DMITRY SAMAROV was born in Moscow, USSR in 1970. He immigrated to the US with his family in 1978. He got in trouble in 1st grade for doodling on his Lenin Red Star pin and hasn’t stopped doodling since. After a false start at Parsons School of Design in New York, he graduated with a BFA in painting and printmaking from the School of the Art Institute of Chicago in 1993.
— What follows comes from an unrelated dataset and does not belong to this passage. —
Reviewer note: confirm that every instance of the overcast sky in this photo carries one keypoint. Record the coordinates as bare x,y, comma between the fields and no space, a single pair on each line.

A hallmark of a talented artist is his or her ability to take something everyday, mundane almost, and shift the viewer’s perspective of that object or scene. Dmitry has this quality. The main subject of the work selected for this series is the domestic. Household places that we experience everyday are given a freshness through his choice of framing, color, and a very deliberate heaviness that occurs with oil pastels.
This gallery’s first piece, The Mess I’ve Made, felt like good place to start. Whether or not this is Dmitry’s actual creative studio, it feels like a place of genesis for all of the other pieces. The title works with the piece, as the almost self-deprecation in referring to the space as a ‘mess’ brings a humility to our artist. Of course, most viewers, be they artists or enjoyers of art, will not see a mess, but a sacred space. The messiness leans to an absentmindedness, a focus of the artist on the making of the work instead of cleaning up.
Upon graduation he promptly began driving a cab—first in Boston, then after a time, in Chicago— which eventually led to the publication of his illustrated work memoirs Hack: Stories from a Chicago Cab (University of Chicago Press, 2011) and Where To? A Hack Memoir (Curbside Splendor, 2014). He has exhibited his work in all manner of bars, coffeeshops, libraries, and even the odd gallery (when he’s really hard up).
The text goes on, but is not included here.